During the influenza epidemic that ravaged the United States in the fall and winter of 1918 and 1919, cities across the country advised or required masks. Soon, discussions of masks took center stage across American media. Newspapers were filled with articles explaining how to make, wear, and purchase masks. From their inception, these discussions were focused on gender, and women in particular: how were women adjusting to the new normal? What was the public’s perception of women wearing masks? Readers of the October 29, 1918 edition of The Seattle Star got a peek into this new narrative in the quote above, implying women with less-than-desirable facial traits should be grateful for the temporary reprieve flu masks provided.
This stereotype of women wearing masks found expression in a cartoon published in the Muncie Evening Press on October 23, 1918. In this cartoon, a male patient pretends to have the influenza “just to get that pretty little nurse around and here she is wearing a mask.” Yet in the final frame, when the nurse removes the mask, which she is “sick of wearing,” she turns out to be less attractive than the male patient has imagined — leading him to announce, “Me? I’m cured!” This cartoon reinforced stereotypes as it sexualized the nurse’s appearance, ignoring her professional role. In the context of the 1918 influenza epidemic, however, this cartoon also illustrates how the image of the masked nurse became part of daily experience.

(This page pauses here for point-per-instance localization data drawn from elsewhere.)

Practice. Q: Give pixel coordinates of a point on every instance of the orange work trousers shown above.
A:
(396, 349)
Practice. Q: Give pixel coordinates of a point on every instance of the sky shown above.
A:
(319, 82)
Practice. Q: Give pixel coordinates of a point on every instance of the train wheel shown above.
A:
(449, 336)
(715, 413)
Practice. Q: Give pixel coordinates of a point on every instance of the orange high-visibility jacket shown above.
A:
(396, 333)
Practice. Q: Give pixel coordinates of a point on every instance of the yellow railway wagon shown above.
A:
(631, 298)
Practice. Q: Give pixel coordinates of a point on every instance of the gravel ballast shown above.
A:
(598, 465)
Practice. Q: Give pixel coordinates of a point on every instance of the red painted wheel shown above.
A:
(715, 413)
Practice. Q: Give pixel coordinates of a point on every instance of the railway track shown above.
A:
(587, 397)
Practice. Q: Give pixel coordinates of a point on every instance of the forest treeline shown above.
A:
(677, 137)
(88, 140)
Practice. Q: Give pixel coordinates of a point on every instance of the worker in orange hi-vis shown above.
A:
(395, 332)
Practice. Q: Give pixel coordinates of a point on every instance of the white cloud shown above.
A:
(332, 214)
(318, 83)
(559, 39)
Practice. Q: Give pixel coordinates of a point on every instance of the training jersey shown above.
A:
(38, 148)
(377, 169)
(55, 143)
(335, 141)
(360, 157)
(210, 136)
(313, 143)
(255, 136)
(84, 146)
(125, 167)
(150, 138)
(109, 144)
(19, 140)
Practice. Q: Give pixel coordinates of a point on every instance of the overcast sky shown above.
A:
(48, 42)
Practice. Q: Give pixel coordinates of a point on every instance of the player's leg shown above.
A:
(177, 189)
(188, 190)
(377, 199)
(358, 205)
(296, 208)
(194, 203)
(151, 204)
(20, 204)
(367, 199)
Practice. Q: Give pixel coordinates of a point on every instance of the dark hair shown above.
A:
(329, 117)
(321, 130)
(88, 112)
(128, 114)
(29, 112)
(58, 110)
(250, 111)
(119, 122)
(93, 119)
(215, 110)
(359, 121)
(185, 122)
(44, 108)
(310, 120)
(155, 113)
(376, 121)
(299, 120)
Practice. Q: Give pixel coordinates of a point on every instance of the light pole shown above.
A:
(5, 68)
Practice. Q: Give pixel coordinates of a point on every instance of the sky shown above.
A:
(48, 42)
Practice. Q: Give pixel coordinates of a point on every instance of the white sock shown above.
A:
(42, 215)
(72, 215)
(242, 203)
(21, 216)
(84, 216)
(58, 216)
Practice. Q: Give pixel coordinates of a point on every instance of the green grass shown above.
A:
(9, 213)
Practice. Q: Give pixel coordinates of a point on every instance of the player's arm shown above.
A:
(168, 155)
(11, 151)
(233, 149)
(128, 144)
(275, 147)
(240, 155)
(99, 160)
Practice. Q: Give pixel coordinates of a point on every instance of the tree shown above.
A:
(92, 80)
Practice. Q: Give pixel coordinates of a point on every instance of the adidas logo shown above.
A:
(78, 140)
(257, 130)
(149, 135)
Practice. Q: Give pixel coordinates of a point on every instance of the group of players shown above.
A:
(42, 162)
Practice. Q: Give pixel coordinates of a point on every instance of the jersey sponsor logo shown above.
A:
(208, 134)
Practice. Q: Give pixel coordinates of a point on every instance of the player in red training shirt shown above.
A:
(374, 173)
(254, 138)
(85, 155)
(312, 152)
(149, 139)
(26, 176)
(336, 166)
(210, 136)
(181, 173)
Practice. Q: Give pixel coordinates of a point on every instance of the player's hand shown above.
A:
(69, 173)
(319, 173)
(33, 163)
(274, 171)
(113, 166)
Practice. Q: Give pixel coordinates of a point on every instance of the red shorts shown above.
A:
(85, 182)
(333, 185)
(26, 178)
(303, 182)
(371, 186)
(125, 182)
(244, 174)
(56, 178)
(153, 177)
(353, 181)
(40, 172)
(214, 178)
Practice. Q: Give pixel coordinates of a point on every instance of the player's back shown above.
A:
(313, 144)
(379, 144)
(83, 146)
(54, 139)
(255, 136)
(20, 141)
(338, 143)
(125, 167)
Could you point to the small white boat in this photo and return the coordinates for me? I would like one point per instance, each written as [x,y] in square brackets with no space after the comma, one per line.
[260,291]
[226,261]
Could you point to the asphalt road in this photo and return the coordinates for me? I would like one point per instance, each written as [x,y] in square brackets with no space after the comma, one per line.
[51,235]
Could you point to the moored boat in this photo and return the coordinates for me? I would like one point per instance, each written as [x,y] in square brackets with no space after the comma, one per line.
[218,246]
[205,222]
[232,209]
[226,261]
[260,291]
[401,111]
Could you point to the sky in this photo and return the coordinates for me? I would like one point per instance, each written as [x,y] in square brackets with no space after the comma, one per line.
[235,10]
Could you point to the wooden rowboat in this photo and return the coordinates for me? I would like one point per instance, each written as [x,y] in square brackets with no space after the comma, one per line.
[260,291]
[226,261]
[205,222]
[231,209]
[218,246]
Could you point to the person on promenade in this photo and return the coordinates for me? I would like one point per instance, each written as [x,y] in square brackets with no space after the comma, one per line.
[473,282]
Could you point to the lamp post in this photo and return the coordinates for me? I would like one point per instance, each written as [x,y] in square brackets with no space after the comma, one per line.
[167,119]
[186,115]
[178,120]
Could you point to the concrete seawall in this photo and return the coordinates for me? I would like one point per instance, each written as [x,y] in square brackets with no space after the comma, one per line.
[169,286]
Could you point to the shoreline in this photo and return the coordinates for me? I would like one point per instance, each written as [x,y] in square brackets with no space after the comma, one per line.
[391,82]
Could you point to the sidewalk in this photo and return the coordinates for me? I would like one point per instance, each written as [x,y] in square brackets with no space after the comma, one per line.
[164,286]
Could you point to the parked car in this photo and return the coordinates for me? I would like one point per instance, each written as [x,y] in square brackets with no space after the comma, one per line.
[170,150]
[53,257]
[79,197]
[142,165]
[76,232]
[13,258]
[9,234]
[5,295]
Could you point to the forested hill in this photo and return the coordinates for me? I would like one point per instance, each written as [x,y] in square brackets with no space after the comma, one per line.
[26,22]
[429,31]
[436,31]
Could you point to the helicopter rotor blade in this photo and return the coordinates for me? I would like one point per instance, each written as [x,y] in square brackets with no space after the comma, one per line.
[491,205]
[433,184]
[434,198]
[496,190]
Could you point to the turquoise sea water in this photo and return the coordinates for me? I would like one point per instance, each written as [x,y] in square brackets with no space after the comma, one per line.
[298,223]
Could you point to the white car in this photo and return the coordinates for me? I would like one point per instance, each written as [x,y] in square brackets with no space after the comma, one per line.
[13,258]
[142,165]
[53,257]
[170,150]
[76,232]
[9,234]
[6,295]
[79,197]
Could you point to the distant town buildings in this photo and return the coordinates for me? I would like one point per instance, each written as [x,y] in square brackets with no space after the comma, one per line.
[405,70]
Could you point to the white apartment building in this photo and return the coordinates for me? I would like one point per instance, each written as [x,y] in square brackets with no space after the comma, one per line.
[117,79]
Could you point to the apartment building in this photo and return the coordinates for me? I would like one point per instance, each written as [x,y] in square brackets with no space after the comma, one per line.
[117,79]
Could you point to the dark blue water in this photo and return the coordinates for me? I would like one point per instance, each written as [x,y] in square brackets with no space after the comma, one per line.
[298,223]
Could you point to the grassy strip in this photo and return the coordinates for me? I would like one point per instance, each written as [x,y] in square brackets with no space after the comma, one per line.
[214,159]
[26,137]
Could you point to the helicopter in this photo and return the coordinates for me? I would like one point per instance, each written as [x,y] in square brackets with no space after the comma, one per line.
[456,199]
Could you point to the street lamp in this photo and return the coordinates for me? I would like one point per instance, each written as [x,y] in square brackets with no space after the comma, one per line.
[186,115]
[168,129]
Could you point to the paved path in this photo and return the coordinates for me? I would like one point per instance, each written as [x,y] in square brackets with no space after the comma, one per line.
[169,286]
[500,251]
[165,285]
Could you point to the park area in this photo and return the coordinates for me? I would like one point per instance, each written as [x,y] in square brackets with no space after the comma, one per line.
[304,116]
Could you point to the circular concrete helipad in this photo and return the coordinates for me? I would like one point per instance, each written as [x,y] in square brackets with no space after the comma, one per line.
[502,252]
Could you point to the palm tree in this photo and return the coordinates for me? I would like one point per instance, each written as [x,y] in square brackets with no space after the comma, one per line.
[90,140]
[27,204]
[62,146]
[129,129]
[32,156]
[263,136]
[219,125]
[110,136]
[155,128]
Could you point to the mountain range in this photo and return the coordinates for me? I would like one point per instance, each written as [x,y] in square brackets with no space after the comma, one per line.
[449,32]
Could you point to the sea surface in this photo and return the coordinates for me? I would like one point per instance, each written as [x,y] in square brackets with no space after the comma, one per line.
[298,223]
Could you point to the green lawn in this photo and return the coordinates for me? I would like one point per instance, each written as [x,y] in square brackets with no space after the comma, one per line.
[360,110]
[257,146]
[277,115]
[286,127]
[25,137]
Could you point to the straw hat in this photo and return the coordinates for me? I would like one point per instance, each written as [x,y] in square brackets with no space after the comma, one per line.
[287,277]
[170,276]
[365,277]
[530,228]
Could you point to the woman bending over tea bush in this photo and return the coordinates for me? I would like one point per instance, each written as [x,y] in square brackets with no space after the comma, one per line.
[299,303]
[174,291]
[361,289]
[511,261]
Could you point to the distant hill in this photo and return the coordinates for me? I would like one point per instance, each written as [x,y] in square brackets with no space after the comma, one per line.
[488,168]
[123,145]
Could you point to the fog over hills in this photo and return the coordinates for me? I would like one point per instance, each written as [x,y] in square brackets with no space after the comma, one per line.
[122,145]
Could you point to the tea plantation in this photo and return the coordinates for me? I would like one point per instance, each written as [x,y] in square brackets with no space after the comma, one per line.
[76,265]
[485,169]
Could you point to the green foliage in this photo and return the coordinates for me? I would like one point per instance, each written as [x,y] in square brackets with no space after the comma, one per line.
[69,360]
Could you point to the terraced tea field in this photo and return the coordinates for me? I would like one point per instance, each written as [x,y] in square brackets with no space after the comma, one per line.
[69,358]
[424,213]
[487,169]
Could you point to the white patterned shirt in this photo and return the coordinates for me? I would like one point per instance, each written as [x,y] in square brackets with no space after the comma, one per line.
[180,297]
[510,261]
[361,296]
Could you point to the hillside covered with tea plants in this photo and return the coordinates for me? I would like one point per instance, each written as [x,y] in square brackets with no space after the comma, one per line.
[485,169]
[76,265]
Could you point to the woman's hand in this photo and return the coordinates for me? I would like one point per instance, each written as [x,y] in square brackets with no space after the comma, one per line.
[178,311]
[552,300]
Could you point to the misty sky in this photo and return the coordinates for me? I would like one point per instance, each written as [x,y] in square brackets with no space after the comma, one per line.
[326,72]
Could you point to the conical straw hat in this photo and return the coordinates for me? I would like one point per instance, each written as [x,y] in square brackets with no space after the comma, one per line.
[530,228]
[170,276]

This objectification of women and the sustained focus on appearance and sex appeal belies the ascendancy of women in the workforce and the role of the mask in self-expression. This article sets out to complicate the notion that women wearing masks during the 1918 influenza epidemic were solely objectified or sexualized. Instead, it explores how masks became gendered and how the media responded. It then goes on to relate this to the current Covid-19 epidemic, both in terms of resonances and divergences.
Nursing, Working Women & Masking
“Masks, not unlike the gas masks used by the soldiers in France, are being used by the nurses in the Wheeling district in the care of patients suffering with Spanish influenza,” reported The Wheeling Intelligencer on October 9, 1918. Elsewhere, the image of a Red Cross nurse wearing a flu mask, ready to do all she could to fight the epidemic, made its way into hundreds of newspapers across America. The message was clear: women were on the frontlines of a new kind of war and flu masks were their protection on the homefront.